A former Russell McVeagh law firm partner has been found guilty of six misconduct charges, including touching summer interns inappropriately.
The New Zealand Lawyers and Conveyancers Disciplinary Tribunal found James Gardner-Hopkins’ conduct in all the charges relating to six separate incidents met the test of being regarded as “disgraceful or dishonourable”.
Most of the charges related to inappropriate sexual conduct at two Christmas functions in 2015 when the lawyer was based in Wellington.
The decision was released today and NZ Law Society president Tiani Epati said: “I want to acknowledge the courage of the victims and witnesses who came forward and bravely gave evidence for the National Standards Committee.”
Epati said it was an “important case for the legal profession”.
“The decision by the tribunal sets a clear benchmark for the standards expected of lawyers, not only within an office environment but when attending work functions and events.”
Gardner-Hopkins no longer works for Russell McVeagh.
In 2017, more than two years after the incidents, Gardner-Hopkins was appointed president of the Resource for Management Practitioners (RMLA).
Five of the charges related to his behaviour at the law firm’s Christmas party.
“At that party, five incidents of drunken behaviour occurred with junior staff members involving tactile dancing and other physical contact.”

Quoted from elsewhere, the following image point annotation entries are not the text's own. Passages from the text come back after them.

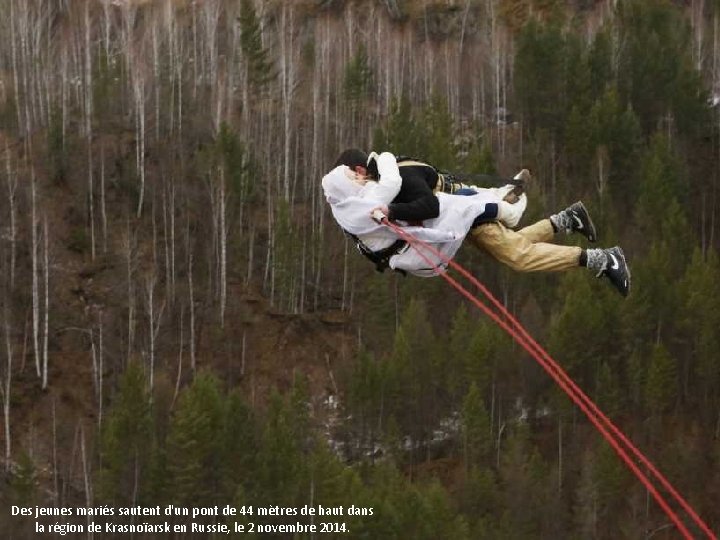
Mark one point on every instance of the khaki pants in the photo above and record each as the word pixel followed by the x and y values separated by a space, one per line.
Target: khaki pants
pixel 526 250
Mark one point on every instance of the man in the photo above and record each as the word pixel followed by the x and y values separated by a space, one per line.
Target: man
pixel 415 192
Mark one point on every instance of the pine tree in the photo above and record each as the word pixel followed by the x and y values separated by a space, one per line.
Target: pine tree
pixel 126 436
pixel 259 66
pixel 661 386
pixel 700 319
pixel 196 462
pixel 476 438
pixel 358 80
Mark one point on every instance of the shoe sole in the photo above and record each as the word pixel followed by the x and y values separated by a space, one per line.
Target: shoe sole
pixel 619 252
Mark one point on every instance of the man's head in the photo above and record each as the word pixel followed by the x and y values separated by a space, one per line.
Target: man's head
pixel 355 159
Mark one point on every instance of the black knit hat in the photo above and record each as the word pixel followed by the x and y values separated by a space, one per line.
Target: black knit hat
pixel 352 157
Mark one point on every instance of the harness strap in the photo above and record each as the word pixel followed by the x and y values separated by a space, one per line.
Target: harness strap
pixel 381 257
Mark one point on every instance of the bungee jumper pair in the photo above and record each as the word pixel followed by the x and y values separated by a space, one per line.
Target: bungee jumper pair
pixel 368 210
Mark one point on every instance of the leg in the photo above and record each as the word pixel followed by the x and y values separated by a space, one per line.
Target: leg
pixel 520 252
pixel 542 231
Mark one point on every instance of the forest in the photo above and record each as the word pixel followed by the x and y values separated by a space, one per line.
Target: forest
pixel 182 322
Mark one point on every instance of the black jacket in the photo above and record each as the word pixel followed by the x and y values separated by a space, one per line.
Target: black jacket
pixel 416 200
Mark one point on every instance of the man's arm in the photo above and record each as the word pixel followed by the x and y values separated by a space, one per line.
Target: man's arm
pixel 389 183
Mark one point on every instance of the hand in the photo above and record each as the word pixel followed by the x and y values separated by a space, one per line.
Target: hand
pixel 379 213
pixel 372 165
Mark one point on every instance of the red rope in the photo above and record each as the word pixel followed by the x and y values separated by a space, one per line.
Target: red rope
pixel 591 410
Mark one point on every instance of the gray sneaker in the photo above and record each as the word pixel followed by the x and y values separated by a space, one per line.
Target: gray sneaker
pixel 616 269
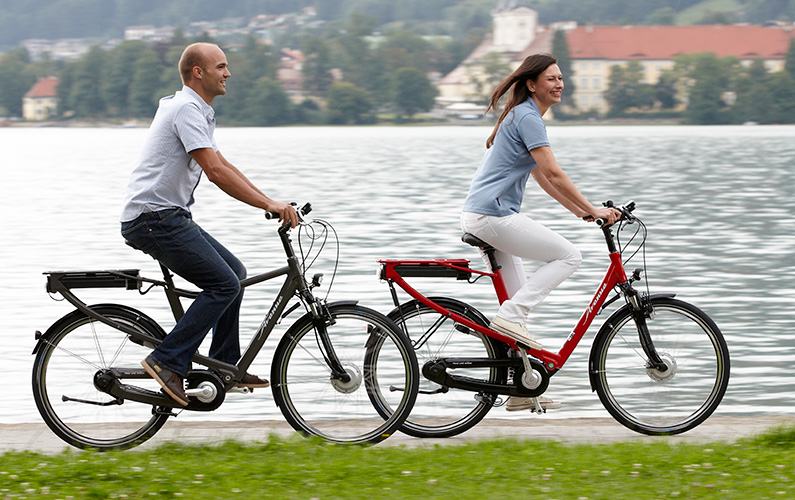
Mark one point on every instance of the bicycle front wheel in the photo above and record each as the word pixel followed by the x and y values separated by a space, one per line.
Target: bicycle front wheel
pixel 652 401
pixel 68 357
pixel 441 411
pixel 316 403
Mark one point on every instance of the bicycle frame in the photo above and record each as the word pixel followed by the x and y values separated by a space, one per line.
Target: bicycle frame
pixel 64 282
pixel 553 361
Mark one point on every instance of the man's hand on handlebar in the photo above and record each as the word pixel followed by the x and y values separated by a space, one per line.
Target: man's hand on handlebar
pixel 286 211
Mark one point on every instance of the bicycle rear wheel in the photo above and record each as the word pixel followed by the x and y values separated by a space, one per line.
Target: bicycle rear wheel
pixel 68 356
pixel 657 402
pixel 441 411
pixel 315 403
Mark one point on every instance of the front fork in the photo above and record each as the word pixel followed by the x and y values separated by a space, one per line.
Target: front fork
pixel 642 310
pixel 321 320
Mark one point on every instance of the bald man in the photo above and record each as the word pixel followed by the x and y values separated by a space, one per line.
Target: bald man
pixel 156 219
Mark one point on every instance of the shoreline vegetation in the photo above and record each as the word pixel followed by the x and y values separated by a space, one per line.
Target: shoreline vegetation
pixel 761 467
pixel 420 122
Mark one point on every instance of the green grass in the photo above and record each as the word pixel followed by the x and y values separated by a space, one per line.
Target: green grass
pixel 759 468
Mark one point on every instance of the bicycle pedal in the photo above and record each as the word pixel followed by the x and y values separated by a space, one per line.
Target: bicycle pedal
pixel 241 390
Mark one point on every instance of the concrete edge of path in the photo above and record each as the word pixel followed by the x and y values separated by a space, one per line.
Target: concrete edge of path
pixel 37 437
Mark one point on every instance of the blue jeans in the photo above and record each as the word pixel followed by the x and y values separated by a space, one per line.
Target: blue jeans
pixel 171 237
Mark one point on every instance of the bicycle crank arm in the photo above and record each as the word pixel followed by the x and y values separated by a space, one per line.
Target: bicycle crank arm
pixel 67 399
pixel 440 390
pixel 436 371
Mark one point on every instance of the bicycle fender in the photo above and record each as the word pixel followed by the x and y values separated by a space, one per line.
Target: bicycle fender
pixel 42 338
pixel 608 324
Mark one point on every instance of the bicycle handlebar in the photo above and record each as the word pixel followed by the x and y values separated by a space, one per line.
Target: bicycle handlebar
pixel 301 211
pixel 625 209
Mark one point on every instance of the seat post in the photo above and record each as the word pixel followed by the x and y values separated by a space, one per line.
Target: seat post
pixel 173 299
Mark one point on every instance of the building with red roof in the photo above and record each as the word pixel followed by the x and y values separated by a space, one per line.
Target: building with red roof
pixel 41 101
pixel 595 49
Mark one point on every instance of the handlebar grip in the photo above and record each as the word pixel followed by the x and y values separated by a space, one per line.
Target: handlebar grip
pixel 301 211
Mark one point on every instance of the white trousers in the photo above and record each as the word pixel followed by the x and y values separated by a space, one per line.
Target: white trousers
pixel 516 237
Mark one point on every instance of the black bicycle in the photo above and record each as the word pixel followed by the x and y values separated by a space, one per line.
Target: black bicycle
pixel 92 392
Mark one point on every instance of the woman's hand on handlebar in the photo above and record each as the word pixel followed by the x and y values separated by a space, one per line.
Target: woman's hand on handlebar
pixel 608 214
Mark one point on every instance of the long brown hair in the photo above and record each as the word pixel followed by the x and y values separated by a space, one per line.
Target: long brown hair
pixel 530 69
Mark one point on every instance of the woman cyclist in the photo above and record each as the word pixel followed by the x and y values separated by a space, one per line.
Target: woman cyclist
pixel 517 148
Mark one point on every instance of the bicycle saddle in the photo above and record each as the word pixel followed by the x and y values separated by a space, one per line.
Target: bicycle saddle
pixel 471 239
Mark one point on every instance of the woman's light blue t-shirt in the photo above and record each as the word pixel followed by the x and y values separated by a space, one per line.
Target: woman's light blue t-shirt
pixel 498 186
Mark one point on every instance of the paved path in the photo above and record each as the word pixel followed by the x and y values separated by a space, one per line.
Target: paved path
pixel 37 437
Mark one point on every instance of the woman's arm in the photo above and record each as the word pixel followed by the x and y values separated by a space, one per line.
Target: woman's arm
pixel 558 185
pixel 232 181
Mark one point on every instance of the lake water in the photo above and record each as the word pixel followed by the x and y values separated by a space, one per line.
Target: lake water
pixel 719 203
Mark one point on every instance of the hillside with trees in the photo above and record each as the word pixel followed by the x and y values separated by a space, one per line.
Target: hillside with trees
pixel 24 19
pixel 383 50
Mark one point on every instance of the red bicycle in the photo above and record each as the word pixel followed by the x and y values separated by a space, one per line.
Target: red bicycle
pixel 659 365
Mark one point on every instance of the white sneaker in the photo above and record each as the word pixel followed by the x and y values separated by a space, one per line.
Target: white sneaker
pixel 516 331
pixel 518 404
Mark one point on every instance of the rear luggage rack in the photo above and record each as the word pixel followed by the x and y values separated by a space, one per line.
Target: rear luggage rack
pixel 437 268
pixel 127 278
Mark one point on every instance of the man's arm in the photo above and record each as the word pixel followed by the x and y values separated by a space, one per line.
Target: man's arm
pixel 232 181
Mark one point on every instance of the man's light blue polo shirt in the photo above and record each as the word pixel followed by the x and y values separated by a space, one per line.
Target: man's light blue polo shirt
pixel 498 186
pixel 166 175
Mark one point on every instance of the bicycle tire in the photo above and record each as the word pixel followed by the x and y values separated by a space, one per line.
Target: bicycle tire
pixel 68 356
pixel 656 402
pixel 316 404
pixel 440 411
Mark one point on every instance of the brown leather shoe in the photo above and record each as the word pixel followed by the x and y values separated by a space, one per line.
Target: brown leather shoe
pixel 252 381
pixel 170 382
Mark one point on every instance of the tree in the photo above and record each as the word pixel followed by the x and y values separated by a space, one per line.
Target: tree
pixel 142 97
pixel 348 103
pixel 116 78
pixel 317 66
pixel 627 90
pixel 665 89
pixel 268 105
pixel 486 74
pixel 711 77
pixel 412 91
pixel 560 48
pixel 86 93
pixel 789 60
pixel 16 78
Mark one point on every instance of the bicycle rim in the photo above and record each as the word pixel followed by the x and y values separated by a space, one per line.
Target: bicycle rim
pixel 75 349
pixel 316 404
pixel 441 411
pixel 662 402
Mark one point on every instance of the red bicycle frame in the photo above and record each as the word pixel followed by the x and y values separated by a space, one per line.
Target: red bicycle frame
pixel 615 276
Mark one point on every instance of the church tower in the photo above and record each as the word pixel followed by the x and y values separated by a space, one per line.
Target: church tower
pixel 514 25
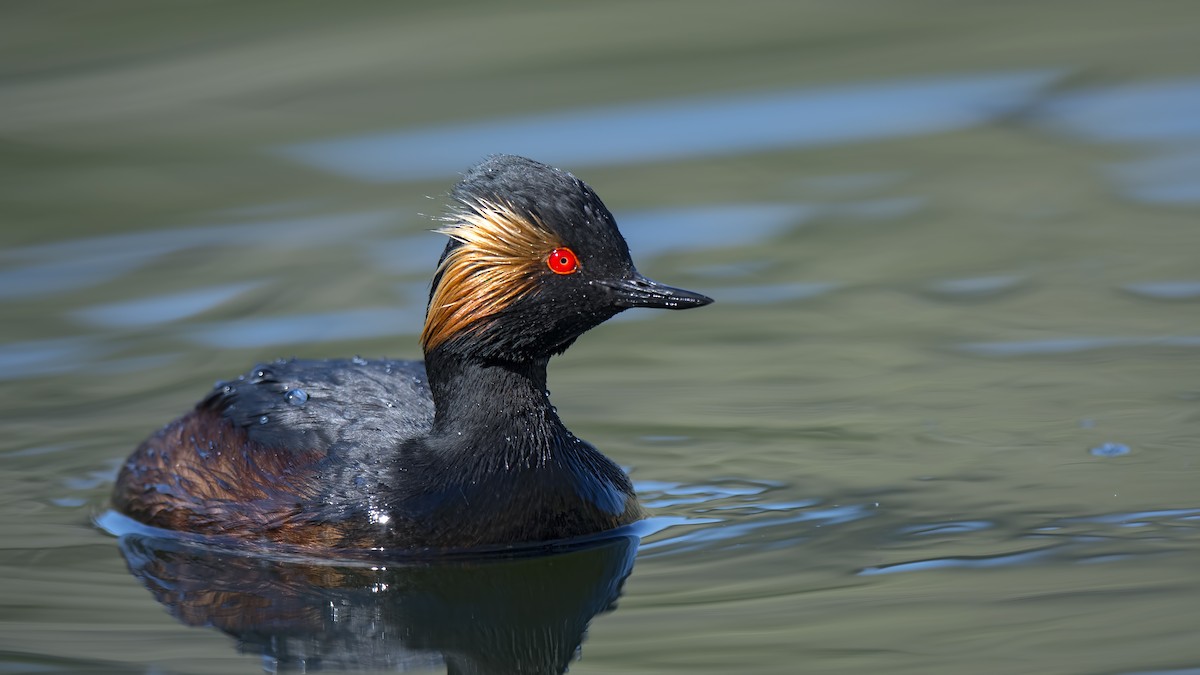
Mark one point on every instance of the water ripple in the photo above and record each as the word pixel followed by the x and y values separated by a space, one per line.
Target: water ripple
pixel 689 127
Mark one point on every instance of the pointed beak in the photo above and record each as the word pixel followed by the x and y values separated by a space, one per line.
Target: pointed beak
pixel 642 292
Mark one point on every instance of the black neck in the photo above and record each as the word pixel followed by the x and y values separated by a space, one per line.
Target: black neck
pixel 502 400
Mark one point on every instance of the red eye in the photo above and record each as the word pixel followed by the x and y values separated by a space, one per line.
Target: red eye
pixel 563 261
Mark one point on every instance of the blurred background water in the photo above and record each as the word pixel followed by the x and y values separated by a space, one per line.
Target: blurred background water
pixel 943 417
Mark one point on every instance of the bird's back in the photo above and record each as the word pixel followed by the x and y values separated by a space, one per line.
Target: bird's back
pixel 259 452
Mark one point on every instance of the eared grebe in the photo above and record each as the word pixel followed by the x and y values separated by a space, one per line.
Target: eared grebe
pixel 462 451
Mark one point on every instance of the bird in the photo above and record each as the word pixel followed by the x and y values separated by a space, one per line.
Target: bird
pixel 460 452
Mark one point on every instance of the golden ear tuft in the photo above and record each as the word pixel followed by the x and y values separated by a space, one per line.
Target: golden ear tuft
pixel 498 262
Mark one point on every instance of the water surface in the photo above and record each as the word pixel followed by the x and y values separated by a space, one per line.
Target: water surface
pixel 942 418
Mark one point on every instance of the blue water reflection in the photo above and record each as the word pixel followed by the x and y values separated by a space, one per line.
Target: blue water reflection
pixel 707 126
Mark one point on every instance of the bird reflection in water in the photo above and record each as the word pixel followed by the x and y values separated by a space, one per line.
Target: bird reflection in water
pixel 510 615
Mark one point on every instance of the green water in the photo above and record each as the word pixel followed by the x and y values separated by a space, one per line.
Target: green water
pixel 942 418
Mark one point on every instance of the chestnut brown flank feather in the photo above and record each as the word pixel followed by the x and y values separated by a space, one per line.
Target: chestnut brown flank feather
pixel 202 473
pixel 497 263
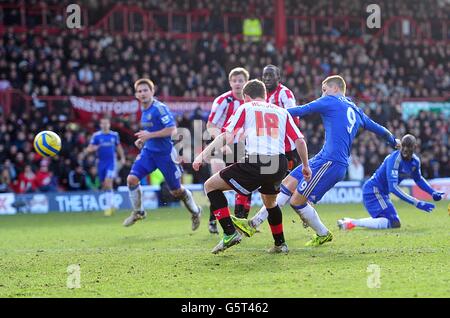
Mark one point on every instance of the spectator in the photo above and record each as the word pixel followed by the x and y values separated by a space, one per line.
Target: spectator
pixel 252 29
pixel 5 181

The sixth charge related to his behaviour at another firm function held at his home.
During the tribunal hearing multiple former summer clerks testified that Gardner-Hopkins had touched them inappropriately, with one woman describing that she felt like a “piece of meat”.
Another woman said she felt “extremely” distressed and “cried all weekend” after he had touched her without consent and allegedly touched her friend’s breast in front of her.
When she discovered other women claimed they too had experienced misconduct she said it was “terrifying” because it made it feel like “it’s inescapable”.
One victim claimed it felt like he touched her breast “forever”.
At the hearing Gardner-Hopkins said he had no intention of “creeping”, and he said it was “devastating” to learn how his actions affected the clerks.
One former worker told the hearing that supporting the interns who accused him of sexual misconduct felt like a “full-time job”.
She said even after complaints had been escalated he remained working and the women were “petrified” of running into him and were “traumatised”.
The woman said she was told by various people in the firm that she was a “troublemaker” and that she was making a “mountain out of a molehill”.
“Gaslighting is probably the best way to describe it.”
The incident where the practitioner touched an intern’s breast in front of others led to charge five, and was “arguably the most serious” according to the ruling.
“The fact that the practitioner was so disinhibited that he touched Ms B intimately in front of other people may speak to his level of intoxication.
“The accounts of the witnesses also agree that the practitioner suggested going home with Ms B at least twice, separately from his suggestion that they go to town together.”
It also referred to the firm’s culture of “work hard play hard”, and in particular about the culture of the EPNR team led by Gardner-Hopkins.
One young lawyer who worked in his team said her perception was that there was a misogynistic culture in that team and certainly female employees did not last long.
The tribunal said in its decision that the profession expected that “those who work with lawyers are respected and safe”.
“A basic behaviour expected of lawyers towards those they work with is that they are respectful and do not abuse their position of power. There is no place for objectification of women or indeed any person, by those in the profession of law.”
The tribunal said senior lawyers needed to model appropriate behaviour: “In this case Mr Gardner-Hopkins should have been aware of the apparent power imbalance between a partner and junior staff members at a social function.”
In their decision, the tribunal said Gardner-Hopkins had been “in denial”, and since the allegations were first put to him, his attempts at reconstruction had been influenced by a belief that he could not have acted in the manner described.
“We are satisfied that Mr Gardner-Hopkins’ explanations for the alleged conduct are unreliable. There is no doubt that he was severely intoxicated.”
Evidence from the complainants was “compelling”, the ruling said, which noted the complainants all had a clear recollection of the acts that they alleged Gardner-Hopkins engaged that night
The penalty for his misconduct is yet to be determined.